Starring Fabio Testi, Yannick Renier, Koen De Bouw, Maria de Medeiros, and Thi Mai Nguyen.
87 mins. / Unrated. I haven’t seen hooks do that to someone’s skin since Hellraiser.
THE LONG WALK
For a feature-length misery trudge set at three miles per hour, The Long Walk is surprisingly fleet-footed in its presentation and a pretty damned compelling viewing experience, to boot. I can’t speak to the story as originally written by Stephen King (in his “Richard Bachman” days), and I sure wish I had never known this was once going to be directed by Frank Darabont. But Francis Lawrence (Constantine) nails the contours of this destitute post-war America, where civic pride is taught at gunpoint and public morale depends on an annual competition in which fifty boys are chosen to walk as far as they can for wealth and one life-altering wish. The catch is a doozy, too: If they stop, they die.

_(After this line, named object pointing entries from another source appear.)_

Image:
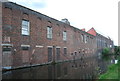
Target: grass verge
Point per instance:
(112, 72)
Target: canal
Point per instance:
(84, 68)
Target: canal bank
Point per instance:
(112, 72)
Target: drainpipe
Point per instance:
(0, 40)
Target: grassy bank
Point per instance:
(112, 72)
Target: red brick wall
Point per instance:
(12, 20)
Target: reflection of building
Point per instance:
(80, 69)
(102, 41)
(30, 38)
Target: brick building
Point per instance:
(30, 38)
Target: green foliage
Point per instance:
(112, 72)
(106, 51)
(117, 50)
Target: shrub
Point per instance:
(106, 51)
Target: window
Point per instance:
(65, 51)
(49, 32)
(25, 47)
(64, 36)
(25, 27)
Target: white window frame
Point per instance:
(64, 35)
(25, 27)
(49, 32)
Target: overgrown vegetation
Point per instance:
(117, 50)
(106, 51)
(112, 72)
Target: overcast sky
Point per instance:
(100, 14)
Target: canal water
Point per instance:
(85, 68)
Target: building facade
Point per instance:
(30, 38)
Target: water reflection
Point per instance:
(87, 68)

It’s the carrot and stick approach, and the stick is wielded by The General (Mark Hamill). And he does not spare it, keeping the boys marching ahead with fear in their hearts and their eyes on the prize. This year’s crop includes Ray (Cooper Hoffman), a soft-boiled recruit embittered by the broken system that birthed this madness, and Pete (David Jonsson), a clear-eyed optimist whose decency and inner light cut through the film’s oppressive, slate-gray despair. Given how YA dystopias have gnawed through similar conceits over the last two decades, The Long Walk risks feeling like a post-Hunger Games relic, one more exercise in gloom with a photogenic cast shuffling toward their doom.
Lawrence’s grip on pacing and tone keeps things lively. He takes a basic approach to the material, focusing more on the monotonies (and, it should be said, agonies) of the road ahead, stashing the horrors of failure largely in the rearview but keeping the threat of it ever-present. Internal complexities are relegated to flashbacks and chatter between Hoffman, Jonsson, and the largely capable cast around them, but they can only do so much within the confines of such dully competent imagery (from Jo Willems, who, guess what, shoots next year’s Hunger Games), which avoids imbuing the ceaseless visuals of pavement, trees, sky, and rural ruin with awe or imagination. So it’s left to the cast to shoulder the existential heft, and the results are a mixed bag. Hoffman strains (heroically but visibly) for gravity, while Judy Greer, in a sliver of a role, devastates with the raw emotions of despair and hope that eventually define the story. Unsurprisingly, Jonsson (who impressed me in Alien: Romulus) walks away with the whole production, lending warmth to his character’s bracing endurance and grace. The Long Walk might traverse a fallen nation’s further collapse at a weary trot, but in Jonsson’s hands, our hearts’ pace quickens.
7 / 10
Directed by Francis Lawrence.
Screenplay by JT Mollner.
Starring Cooper Hoffman, David Jonsson, Garrett Wareing, Tut Nyuot, Charlie Plummer, Judy Greer, and Mark Hamill.
108 mins. / Rated R. The pavement becomes slick with red.